Según ella, se podía alterar cualquier cosa sin entremeterse directamente en su curso, y a veces, incluso sin saber que lo estábamos haciendo.
Para los occidentales ésta es una propuesta inimaginable. Si descubrimos que estamos interviniendo en el curso de los acontecimientos sin entremeternos directamente en ellos, consideramos como explicación más plausible que es un caos de coincidencia porque creemos que la intervención directa es el único modo de alterar las cosas. Por ejemplo, los hombres de la historia intervienen en los acontecimientos con decisiones sociales complejas. O, en un ámbito más reducido, las personas intervienen directamente mediante sus acciones en las existencias ajenas.

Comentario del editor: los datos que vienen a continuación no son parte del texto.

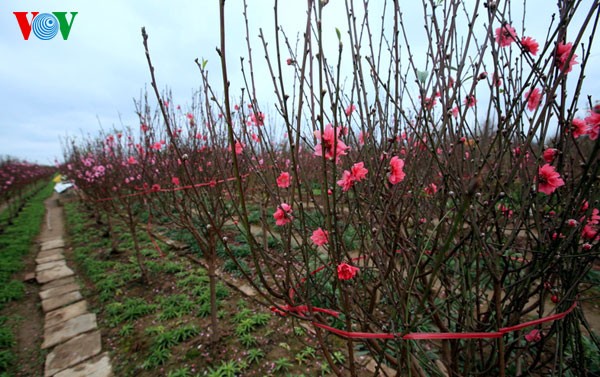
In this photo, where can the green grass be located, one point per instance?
(15, 243)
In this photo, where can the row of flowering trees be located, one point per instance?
(18, 181)
(421, 212)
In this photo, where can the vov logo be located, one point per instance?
(45, 26)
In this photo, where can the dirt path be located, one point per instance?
(70, 335)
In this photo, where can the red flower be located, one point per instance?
(579, 127)
(593, 125)
(431, 189)
(470, 101)
(455, 112)
(563, 51)
(505, 35)
(320, 237)
(283, 181)
(534, 97)
(548, 179)
(358, 171)
(283, 214)
(396, 173)
(356, 174)
(350, 109)
(257, 119)
(530, 45)
(239, 147)
(550, 154)
(327, 141)
(347, 181)
(346, 272)
(533, 336)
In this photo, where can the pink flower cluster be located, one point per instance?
(356, 174)
(329, 143)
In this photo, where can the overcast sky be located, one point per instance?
(57, 88)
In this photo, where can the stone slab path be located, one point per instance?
(71, 335)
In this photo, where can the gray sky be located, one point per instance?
(55, 88)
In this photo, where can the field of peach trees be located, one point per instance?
(433, 209)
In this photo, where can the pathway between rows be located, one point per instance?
(71, 335)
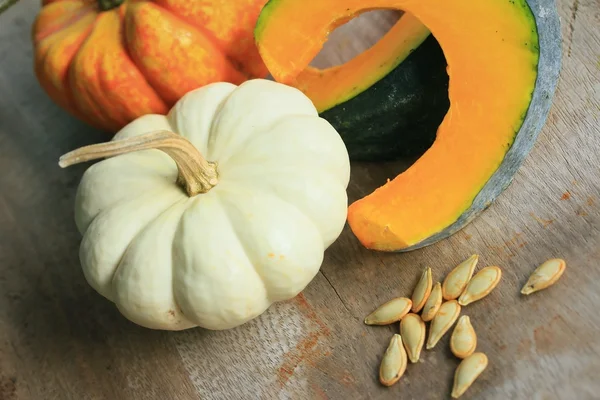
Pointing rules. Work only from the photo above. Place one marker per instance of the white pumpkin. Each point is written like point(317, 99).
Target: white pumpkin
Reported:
point(173, 260)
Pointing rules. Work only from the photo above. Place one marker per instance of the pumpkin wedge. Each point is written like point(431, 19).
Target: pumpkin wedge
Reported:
point(404, 74)
point(500, 92)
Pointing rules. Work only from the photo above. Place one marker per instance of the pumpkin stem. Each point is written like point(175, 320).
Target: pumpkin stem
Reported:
point(196, 174)
point(106, 5)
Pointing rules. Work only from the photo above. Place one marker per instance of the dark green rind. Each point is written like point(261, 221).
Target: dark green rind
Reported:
point(549, 65)
point(399, 115)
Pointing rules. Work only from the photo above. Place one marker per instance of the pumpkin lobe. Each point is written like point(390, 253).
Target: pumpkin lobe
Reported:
point(105, 5)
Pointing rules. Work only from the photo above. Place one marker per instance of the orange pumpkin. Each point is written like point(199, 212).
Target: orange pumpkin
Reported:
point(110, 61)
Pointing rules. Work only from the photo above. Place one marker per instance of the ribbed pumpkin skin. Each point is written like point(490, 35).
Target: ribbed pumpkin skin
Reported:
point(110, 67)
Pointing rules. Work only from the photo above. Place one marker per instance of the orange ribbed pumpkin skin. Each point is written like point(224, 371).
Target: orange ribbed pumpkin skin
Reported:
point(110, 67)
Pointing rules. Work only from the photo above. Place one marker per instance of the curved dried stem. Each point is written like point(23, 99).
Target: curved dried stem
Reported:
point(196, 174)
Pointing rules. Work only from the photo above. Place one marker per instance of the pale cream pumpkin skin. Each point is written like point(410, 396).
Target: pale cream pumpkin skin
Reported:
point(221, 258)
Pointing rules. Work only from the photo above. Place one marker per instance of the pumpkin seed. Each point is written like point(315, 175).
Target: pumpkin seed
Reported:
point(433, 303)
point(545, 275)
point(390, 312)
point(480, 285)
point(467, 371)
point(464, 339)
point(393, 363)
point(457, 279)
point(422, 290)
point(412, 330)
point(443, 320)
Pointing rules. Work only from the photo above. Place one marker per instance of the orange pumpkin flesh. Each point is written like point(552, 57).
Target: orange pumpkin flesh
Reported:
point(491, 47)
point(110, 67)
point(332, 86)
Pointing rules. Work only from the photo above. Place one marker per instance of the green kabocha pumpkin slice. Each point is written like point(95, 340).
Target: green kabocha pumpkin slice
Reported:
point(500, 90)
point(386, 102)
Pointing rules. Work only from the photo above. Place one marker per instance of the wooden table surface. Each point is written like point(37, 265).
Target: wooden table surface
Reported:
point(61, 340)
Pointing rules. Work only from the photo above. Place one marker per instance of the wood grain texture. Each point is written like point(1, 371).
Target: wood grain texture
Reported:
point(61, 340)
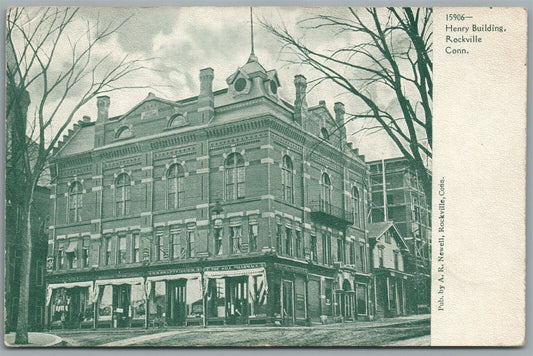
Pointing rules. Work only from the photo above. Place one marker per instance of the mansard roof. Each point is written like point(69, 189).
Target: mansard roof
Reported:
point(150, 97)
point(376, 230)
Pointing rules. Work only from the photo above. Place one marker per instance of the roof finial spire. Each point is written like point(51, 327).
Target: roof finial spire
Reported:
point(252, 58)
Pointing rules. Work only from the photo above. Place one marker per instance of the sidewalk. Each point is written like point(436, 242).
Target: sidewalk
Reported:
point(360, 325)
point(34, 340)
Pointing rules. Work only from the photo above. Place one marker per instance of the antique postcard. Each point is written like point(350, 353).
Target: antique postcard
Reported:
point(265, 176)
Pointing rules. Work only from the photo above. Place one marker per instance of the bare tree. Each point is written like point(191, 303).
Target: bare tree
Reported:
point(390, 59)
point(34, 38)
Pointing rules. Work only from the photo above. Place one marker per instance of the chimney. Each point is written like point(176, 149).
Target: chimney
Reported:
point(206, 81)
point(300, 102)
point(103, 102)
point(206, 101)
point(339, 117)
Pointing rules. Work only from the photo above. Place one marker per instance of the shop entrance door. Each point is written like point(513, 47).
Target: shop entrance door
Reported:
point(177, 304)
point(237, 300)
point(121, 303)
point(74, 310)
point(288, 303)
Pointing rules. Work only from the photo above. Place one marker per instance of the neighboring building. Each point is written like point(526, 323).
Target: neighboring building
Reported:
point(387, 258)
point(408, 208)
point(230, 207)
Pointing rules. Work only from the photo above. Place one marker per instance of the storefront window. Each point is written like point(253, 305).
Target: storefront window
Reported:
point(216, 298)
point(314, 249)
point(360, 294)
point(288, 241)
point(218, 241)
point(278, 239)
point(191, 249)
point(258, 295)
point(194, 298)
point(157, 300)
point(122, 250)
point(253, 237)
point(138, 304)
point(235, 234)
point(59, 305)
point(105, 303)
point(176, 243)
point(299, 247)
point(136, 248)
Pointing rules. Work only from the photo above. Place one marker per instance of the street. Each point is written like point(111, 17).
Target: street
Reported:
point(407, 331)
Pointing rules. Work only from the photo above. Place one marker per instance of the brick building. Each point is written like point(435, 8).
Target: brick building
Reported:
point(230, 207)
point(408, 208)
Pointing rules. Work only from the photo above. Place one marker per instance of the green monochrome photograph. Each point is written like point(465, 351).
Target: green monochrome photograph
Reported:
point(218, 176)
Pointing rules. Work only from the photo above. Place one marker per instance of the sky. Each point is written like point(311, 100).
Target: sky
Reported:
point(181, 41)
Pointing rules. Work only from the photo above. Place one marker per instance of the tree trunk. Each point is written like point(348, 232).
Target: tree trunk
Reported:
point(21, 337)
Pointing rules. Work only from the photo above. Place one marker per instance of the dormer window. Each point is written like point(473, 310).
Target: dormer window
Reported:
point(273, 87)
point(177, 120)
point(240, 84)
point(324, 134)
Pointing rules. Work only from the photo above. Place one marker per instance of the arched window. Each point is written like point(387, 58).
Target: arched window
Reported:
point(234, 176)
point(177, 120)
point(324, 133)
point(175, 189)
point(326, 192)
point(287, 180)
point(75, 199)
point(356, 206)
point(122, 194)
point(123, 132)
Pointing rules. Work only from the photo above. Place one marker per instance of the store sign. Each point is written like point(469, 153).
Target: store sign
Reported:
point(236, 267)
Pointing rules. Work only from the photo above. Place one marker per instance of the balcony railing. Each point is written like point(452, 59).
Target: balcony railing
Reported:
point(325, 212)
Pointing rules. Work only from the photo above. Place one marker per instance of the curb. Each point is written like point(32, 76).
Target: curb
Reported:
point(55, 340)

En contraposición, las historias escogidas por doña Mercedes nos hacen comprender algo con lo que no estamos familiarizados: señalan la incomprensible posibilidad de que sin una intervención directa podamos influir más positivamente de lo que creemos que configura el curso de los acontecimientos.
En conjunto Florinda quedó satisfecha del resultado de mi viaje a Venezuela. Dijo que ella deseaba que consiguiera un conocimiento privilegiado y directo de mis recursos ocultos. Imaginaba que yo debía funcionar de modo efectivo en un entorno desconocido y que tenía que aprender a adaptarme rápidamente a situaciones que se apartaran de los límites de lo que conocía, aceptaba y podía predecir. Florinda sostenía que nada resultaría más apropiado para poner de relieve esos recursos ocultos que enfrentarme con lo socialmente desconocido. Mi vida en casa de doña Mercedes y mi interacción con sus pacientes y amigos era lo desconocido socialmente.
Admití que las advertencias de Florinda sobre la filosofía de la mujer guerrero, que en su día me resultaron completamente incomprensibles, se había convertido en la base de todos mis actos mientras permanecí con doña Mercedes.
-Hay muchos modos de comportarse cuando uno se encuentra en un escenario normal - comentó Florinda-, pero cuando uno está solo, en peligro o en la oscuridad sólo existe un sistema: el camino del guerrero.
Florinda añadió que yo había descubierto el valor del camino del guerrero y el significado de todas sus premisas. Bajo el impacto de una situación vital que no me era familiar, había comprendido que el sometimiento significaba libertad, que no sentirse importante engendra una rebeldía indómita y que vencer juicios morales comporta una humildad serena que nada tiene que ver con el servilismo.